Oleh sebab itu, Kementerian Keuangan menetapkan fungsi pajak tidak hanya sebagai penerimaan negara, melainkan instrumen untuk menjaga dunia usaha.

“Kita mendesain pajak bukan hanya mengambil dan mengumpulkan penerimaan bagi perekonomian, tapi pajak kita gunakan untuk memberikan insentif sehingga dunia terus melakukan kegiatan. Ini kombinasi yang kita ambil secara sadar, karena kita tahu bahwa dunia usaha akan kehilangan demand,” kata Suahasil.

Adapun insentif yang diberikan pemerintah masuk dalam program Pemulihan Ekonomi Nasional (PEN), meliputi pembebasan pajak penghasilan (PPh) 21, PPh 22 impor, dan PPh 25. Memasuki tahun 2021, pemerintah bahkan menambah pembebasan pajak penjualan atas barang mewah (PPnBM) kendaraan motor dan properti.

Suahasil menyebutkan, realisasi insentif pajak yang berlanjut hingga pertengahan Oktober 2021 tercatat Rp 60,57 triliun. Komposisinya, PPh Pasal 21 telah dimanfaatkan oleh 81.980 pemberi kerja dengan total sebesar Rp 2,98 triliun, PPh 22 oleh 9.490 WP sebesar Rp 17,31 triliun, PPh 25 oleh 57.529 WP sebesar 24,42 triliun dan  PPN dimanfaatkan oleh 2.419 WP  Rp 5,71 triliun.

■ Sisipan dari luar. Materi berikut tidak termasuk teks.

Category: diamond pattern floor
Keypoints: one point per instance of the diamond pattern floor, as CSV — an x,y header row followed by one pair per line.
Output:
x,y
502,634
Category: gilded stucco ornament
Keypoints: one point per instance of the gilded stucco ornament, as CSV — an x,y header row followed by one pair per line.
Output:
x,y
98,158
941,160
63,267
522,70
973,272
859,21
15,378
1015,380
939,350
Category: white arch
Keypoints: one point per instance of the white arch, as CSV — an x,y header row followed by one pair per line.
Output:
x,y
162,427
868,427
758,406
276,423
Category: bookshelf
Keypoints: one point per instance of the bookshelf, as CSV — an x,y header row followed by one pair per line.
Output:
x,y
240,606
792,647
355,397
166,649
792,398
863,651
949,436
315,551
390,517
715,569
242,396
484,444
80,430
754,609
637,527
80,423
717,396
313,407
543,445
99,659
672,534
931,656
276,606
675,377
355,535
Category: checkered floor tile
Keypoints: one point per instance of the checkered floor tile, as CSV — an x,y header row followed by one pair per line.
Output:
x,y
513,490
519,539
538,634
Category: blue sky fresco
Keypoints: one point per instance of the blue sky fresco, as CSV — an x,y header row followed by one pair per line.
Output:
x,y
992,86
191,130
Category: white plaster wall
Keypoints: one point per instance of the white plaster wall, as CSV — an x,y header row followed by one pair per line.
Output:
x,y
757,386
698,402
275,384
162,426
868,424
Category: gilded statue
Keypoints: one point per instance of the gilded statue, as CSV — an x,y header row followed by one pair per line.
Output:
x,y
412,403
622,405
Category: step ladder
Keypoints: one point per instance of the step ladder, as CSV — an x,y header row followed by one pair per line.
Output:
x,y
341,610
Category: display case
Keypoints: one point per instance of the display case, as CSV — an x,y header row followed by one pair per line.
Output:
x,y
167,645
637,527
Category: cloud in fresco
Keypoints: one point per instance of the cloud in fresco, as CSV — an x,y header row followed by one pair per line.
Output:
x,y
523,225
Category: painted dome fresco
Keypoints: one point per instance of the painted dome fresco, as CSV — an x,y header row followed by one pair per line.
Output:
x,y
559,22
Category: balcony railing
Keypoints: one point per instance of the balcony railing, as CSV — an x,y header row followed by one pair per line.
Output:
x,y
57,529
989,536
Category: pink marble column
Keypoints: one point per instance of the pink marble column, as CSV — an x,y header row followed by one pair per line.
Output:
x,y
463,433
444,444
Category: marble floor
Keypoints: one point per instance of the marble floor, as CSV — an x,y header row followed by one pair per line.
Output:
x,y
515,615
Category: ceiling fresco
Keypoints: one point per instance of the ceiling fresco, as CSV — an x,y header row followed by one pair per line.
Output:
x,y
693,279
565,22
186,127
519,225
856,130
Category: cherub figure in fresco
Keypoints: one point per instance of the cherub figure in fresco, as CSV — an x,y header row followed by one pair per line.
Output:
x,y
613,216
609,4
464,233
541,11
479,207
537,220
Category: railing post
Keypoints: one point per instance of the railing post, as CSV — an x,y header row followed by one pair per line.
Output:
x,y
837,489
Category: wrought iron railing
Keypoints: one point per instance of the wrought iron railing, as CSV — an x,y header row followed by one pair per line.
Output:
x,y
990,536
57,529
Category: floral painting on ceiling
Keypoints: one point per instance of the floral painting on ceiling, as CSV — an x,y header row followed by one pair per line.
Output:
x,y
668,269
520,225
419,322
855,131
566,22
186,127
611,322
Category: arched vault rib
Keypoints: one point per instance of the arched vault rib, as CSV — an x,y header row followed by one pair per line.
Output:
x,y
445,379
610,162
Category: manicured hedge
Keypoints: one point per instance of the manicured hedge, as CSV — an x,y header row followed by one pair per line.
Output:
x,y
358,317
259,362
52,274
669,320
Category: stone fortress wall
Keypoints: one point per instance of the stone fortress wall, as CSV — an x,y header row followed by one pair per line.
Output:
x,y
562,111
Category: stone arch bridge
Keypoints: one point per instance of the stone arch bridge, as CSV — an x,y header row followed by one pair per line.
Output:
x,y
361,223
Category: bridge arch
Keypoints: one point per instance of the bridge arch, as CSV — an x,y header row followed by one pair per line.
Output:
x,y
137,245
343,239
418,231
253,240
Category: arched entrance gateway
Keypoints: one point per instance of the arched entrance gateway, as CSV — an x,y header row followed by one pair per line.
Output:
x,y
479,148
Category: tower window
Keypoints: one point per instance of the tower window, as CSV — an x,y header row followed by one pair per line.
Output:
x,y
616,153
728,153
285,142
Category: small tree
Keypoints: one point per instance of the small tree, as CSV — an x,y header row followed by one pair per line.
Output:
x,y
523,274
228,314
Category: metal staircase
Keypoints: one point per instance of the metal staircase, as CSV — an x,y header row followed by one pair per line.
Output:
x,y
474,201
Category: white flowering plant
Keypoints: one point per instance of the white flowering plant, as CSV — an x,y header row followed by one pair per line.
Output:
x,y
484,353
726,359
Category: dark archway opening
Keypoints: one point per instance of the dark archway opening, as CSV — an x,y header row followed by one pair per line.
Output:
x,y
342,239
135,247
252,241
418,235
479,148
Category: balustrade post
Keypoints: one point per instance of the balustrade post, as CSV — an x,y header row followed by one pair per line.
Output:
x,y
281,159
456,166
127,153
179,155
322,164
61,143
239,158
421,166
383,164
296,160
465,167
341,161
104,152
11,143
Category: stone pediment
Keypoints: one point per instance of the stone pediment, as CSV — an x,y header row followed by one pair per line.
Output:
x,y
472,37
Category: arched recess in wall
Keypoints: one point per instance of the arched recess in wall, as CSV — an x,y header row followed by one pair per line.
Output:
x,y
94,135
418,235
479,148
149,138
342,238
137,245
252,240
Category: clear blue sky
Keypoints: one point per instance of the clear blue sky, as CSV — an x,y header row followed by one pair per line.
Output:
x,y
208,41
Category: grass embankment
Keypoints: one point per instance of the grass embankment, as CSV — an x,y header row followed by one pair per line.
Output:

Lalu insentif PPh badan oleh seluruh WP badan senilai Rp 6,84 triliun, insentif untuk membantu 124.209 UMKM sebesar Rp 540 miliar,  insentif PPnBM properti dimanfaatkan oleh 768 pengembang Rp 640 miliar, PPnBM kendaraan bermotor dimanfaatkan 6 pabrikan mencapai Rp 2,08 triliun, dan PPnBM PPN DTP sewa outlet ritel sebesar Rp 48,01 miliar.

“Secara konsisten kementerian keuangan menghitung berapa besar belanja perpajakan. Artinya, berapa besar penerimaan yang tidak jadi diterima oleh pemerintah karena kita memberikan kekhususan-kekhususan kebijakan sehingga pajak-pajak ini tidak perlu dibayar oleh dunia usaha atau masyarakat,” jelas Suahasil.